Ninety Nine – “99”. It’s true – consumers really are drawn to prices that end in “99.”
We recently conducted some research that analyzed just how much more used car shoppers gravitated to used car listings ending in “99” and the results were conclusive: there was a significant lift in clicks from vehicle search results to the all-important and high-converting Vehicle Detail Pages when a vehicle’s price ended in “99” compared to those that didn’t.
So how do dealers typically price their used vehicles? We looked at over 3.5 million listings and found that most don’t end their prices in “9.” In fact, only 7% of them ended in “99,” while 18% ended in “95” and 14% ended in “00.”
The Oldest Trick in the Book
To figure out how dealers could price vehicles to improve consumer interest, we started with an obvious question: what effect does ending a price in 9 have on consumer interest and conversion?

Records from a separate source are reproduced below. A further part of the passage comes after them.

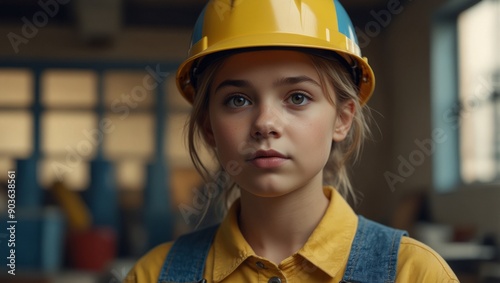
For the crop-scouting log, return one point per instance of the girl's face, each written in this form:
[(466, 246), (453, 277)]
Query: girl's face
[(271, 123)]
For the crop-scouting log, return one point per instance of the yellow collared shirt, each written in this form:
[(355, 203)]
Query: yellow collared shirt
[(323, 258)]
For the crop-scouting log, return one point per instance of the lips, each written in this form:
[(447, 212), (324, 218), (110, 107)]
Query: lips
[(267, 159)]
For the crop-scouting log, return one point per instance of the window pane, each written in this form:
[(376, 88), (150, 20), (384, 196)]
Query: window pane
[(16, 128), (479, 42), (175, 101), (6, 164), (131, 136), (74, 176), (127, 91), (131, 174), (74, 88), (16, 87), (70, 134)]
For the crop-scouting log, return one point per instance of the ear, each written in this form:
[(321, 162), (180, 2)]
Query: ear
[(344, 120)]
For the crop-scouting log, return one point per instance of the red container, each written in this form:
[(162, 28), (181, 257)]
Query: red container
[(92, 250)]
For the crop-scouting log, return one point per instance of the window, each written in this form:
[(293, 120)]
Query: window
[(465, 67), (479, 91)]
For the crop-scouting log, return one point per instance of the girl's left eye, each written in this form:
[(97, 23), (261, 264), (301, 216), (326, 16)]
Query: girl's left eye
[(237, 101), (299, 99)]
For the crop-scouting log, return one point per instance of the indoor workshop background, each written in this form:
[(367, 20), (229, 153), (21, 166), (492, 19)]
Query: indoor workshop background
[(92, 125)]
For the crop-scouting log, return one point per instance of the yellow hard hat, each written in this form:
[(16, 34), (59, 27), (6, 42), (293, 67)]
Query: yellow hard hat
[(226, 25)]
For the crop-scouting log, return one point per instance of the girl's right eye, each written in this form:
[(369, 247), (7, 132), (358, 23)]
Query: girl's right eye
[(237, 101)]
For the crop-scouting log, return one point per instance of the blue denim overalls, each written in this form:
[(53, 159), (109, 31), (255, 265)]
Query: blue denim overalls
[(373, 257)]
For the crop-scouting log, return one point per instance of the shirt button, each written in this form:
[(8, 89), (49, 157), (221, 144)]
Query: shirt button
[(260, 265)]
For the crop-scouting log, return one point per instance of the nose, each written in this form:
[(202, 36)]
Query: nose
[(268, 123)]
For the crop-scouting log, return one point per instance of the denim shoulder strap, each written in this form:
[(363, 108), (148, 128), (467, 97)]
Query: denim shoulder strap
[(374, 253), (185, 261)]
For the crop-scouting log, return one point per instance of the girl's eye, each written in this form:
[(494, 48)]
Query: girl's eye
[(298, 99), (237, 101)]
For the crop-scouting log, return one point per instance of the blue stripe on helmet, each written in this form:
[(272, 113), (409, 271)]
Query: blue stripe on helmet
[(344, 22)]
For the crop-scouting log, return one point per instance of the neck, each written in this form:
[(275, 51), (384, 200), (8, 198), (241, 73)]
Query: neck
[(277, 227)]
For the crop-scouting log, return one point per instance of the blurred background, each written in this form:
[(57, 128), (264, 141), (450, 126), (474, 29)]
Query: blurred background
[(92, 125)]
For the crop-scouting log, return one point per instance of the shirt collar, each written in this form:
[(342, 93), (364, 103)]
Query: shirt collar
[(327, 248)]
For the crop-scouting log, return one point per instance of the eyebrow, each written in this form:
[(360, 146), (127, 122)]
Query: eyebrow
[(277, 83), (294, 80)]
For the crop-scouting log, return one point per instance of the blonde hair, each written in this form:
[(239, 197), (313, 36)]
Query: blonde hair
[(332, 73)]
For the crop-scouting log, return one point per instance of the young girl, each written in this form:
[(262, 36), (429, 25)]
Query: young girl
[(278, 89)]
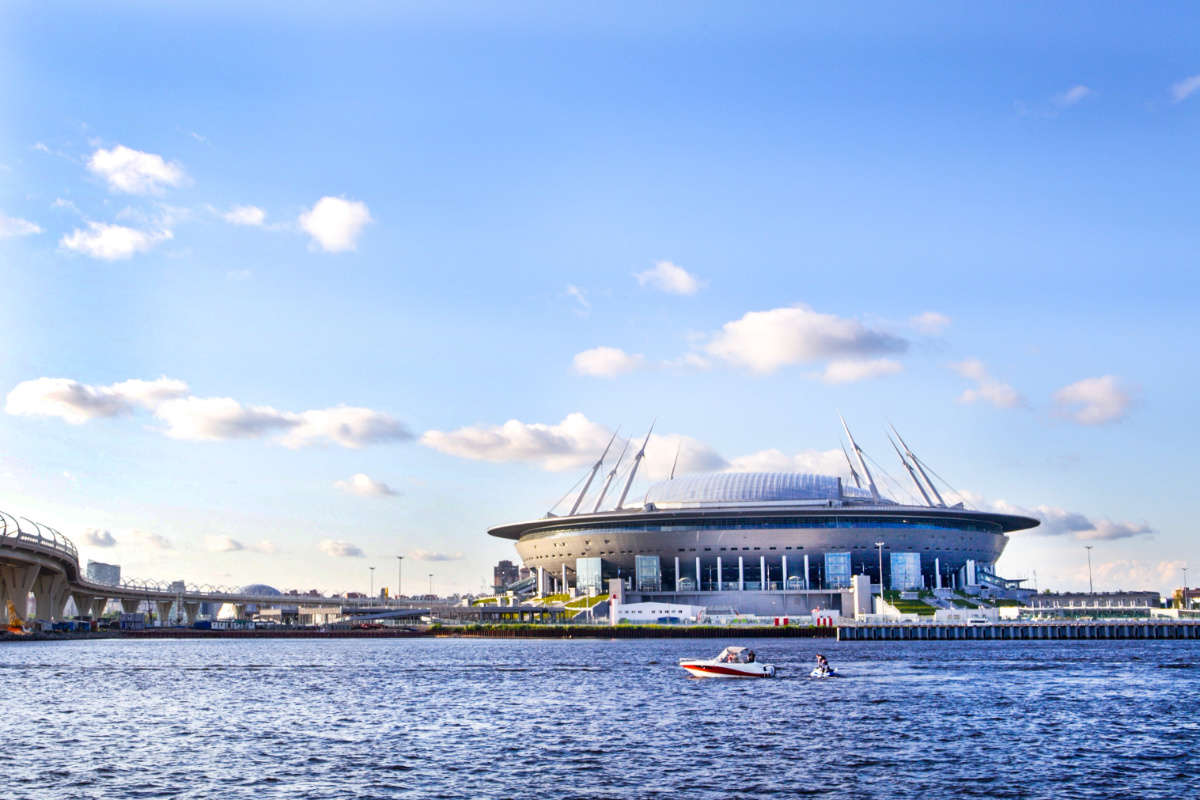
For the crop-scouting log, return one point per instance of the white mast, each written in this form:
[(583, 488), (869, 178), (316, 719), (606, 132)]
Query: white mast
[(911, 474), (853, 473), (633, 471), (862, 462), (612, 474), (919, 468), (594, 470)]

This of course, is the oldest trick in the book and one that is detailed in the journal of Quantitative Marketing and Economics.
While our study was focused on the used car shopper, we first wanted to look at how manufacturers price leases for new cars. It came as no surprise that out of the 398 lease offers we examined, 98% of them end in “9.” But, surprisingly, this practice has not trickled down to dealer pricing.
We found that dealers that end their prices in 99 convert shoppers from the SRP to VDP much more often. Prices that end in “99” vs. “00” showed a 16% lift in SRP-to-VDP conversion. Prices that end in “999” performed 9% better than those ending in “000.”
One other interesting item to note, most marketplaces sort their listings from low to high, meaning that consumers have to scroll through the lower priced vehicles to reach the higher priced ones!